I’ve been strength training for almost two decades. I’m immensely smarter today than I was when I began. Some of this has been through study and some has been through trial and error by simply making my life and routine more efficient, more structured. I can provide clients with advice and helpful brainstorming but ultimately each individual will have to be the guinea pig and identify the routine that keeps them locked in the best. What has historically worked to perfection for me may be overwhelming or painstakingly boring for you. It also may be exactly what you need. To this day, I still look for ways to tweak every diet I do, every strength training cycle I do.
Towards the beginning of 2020 I switched my weekday workouts to weeknight workouts. I have a odd sleep schedule and would notice lethargy and procrastination on Tuesday and Thursday when I train during the day. In order to provide a little more rest for a more intense workout I shifted my training time to the evenings following a few hours of sleep. With this transition, I was also required to shift how I prep my meals a bit so I’m not staying up to all hours of the night playing catch up. I have noticed a boost in my performance, recoverability, and intensity while exercising but it does leave me rushed and crammed for time late at night getting ready for bed and the early 415am wakeup call I have. There is a tradeoff here but I can and will explore ways to be more efficient with my post workout meal late at night, there is always room to improve every aspect. Over the next few months that is what I’ll be working to iron out before I do another weight loss cycle. It’s a process, and until I live it a little day to day I won’t know how it’ll turn out. I make adjustments, commit to them, and assess the result. This cannot be done without consistency.
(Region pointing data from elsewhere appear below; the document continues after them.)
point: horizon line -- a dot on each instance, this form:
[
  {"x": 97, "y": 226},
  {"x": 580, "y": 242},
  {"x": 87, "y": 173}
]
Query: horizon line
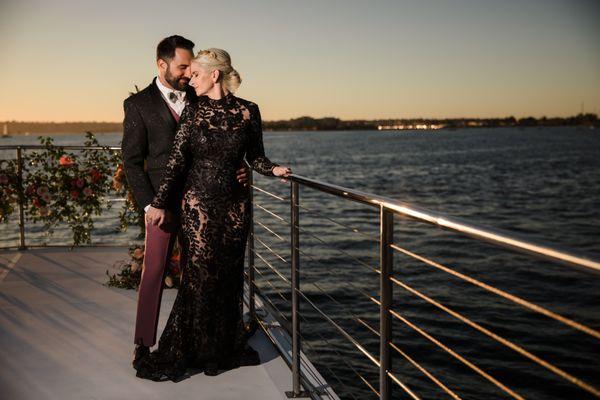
[{"x": 317, "y": 118}]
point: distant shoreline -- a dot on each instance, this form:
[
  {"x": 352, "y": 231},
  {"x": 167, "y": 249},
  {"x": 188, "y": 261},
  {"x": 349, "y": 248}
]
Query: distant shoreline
[{"x": 22, "y": 128}]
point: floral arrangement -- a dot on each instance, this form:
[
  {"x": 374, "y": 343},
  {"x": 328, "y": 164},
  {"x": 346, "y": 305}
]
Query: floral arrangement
[
  {"x": 130, "y": 272},
  {"x": 65, "y": 187},
  {"x": 8, "y": 189}
]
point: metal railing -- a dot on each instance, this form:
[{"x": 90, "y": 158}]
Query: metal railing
[{"x": 388, "y": 208}]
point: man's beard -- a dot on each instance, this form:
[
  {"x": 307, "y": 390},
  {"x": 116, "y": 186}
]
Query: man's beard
[{"x": 177, "y": 84}]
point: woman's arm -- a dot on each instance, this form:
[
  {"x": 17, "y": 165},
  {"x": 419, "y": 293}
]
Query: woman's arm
[{"x": 255, "y": 155}]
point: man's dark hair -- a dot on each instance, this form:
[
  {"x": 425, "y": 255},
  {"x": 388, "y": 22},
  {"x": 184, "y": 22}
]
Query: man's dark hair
[{"x": 166, "y": 48}]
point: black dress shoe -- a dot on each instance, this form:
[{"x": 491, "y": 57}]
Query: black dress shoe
[
  {"x": 138, "y": 354},
  {"x": 211, "y": 369}
]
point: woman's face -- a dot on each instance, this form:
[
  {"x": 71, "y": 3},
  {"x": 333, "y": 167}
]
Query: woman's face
[{"x": 202, "y": 80}]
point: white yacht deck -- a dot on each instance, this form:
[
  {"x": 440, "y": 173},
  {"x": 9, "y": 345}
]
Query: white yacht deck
[{"x": 65, "y": 335}]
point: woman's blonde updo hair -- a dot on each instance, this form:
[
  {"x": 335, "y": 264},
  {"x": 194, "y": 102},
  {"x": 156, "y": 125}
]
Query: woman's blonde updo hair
[{"x": 219, "y": 59}]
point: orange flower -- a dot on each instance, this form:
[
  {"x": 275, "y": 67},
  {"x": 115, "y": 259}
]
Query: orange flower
[
  {"x": 65, "y": 161},
  {"x": 138, "y": 253}
]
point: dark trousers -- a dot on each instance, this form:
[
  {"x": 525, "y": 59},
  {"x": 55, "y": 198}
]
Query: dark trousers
[{"x": 159, "y": 245}]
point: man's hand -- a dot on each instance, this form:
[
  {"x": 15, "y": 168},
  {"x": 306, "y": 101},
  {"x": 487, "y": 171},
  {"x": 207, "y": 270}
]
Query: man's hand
[
  {"x": 282, "y": 172},
  {"x": 242, "y": 176},
  {"x": 156, "y": 216}
]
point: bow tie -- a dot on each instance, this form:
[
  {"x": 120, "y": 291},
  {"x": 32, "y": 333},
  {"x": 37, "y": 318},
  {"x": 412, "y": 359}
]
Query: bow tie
[{"x": 174, "y": 96}]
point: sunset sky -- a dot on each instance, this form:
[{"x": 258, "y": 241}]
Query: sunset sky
[{"x": 77, "y": 60}]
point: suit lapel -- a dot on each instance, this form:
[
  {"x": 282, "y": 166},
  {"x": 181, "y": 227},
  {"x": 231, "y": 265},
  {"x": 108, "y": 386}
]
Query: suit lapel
[{"x": 158, "y": 104}]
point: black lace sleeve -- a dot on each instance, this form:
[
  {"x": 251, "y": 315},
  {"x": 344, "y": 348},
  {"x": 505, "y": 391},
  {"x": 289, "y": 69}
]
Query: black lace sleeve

As I’ve developed a respectable amount of strength, I’ve discovered it’ll take my knees a little longer to recover from a intense squat day. First few years of my training I could probably squat every day or at least every other day. Now that I’m lifting a few hundred pounds more on a regular basis, it’s usually 3 full days before my legs and knees feel fully fresh again. This again, is a evolutionary process in my training. I’ve designed my own training to account for this extra recovery time so I can try as intense as ever without running into chronic fatigue or constant joint irritability. This is something each individual will have to assess within themselves and it’ll likely be a ever changing process. Your exercise selection, duration, load, volume, etc will dictate how well you can recover. Typically as we get older in our training years we get stronger and our capacity for greater volumes improves. The tradeoff here is normally going to require more of a recovery window to avoid too much accumulated fatigue.
The main point of this post is that success here is a long term plan. If you want to lose 30lbs in a month you’re likely going to fail in the short and long term. If you expect a trainer will teach you 20 years of knowledge in 120 minutes of time per month then you have unreasonable expectations. It’s a long process. Grade school takes 8 hours a day for 12 years of your life to get some basic common knowledge, learning in general is a very slow evolving process. If you have a sound strategy and create sustainable structure that encourages slow steady progressions along the board then you’re probably going to do well.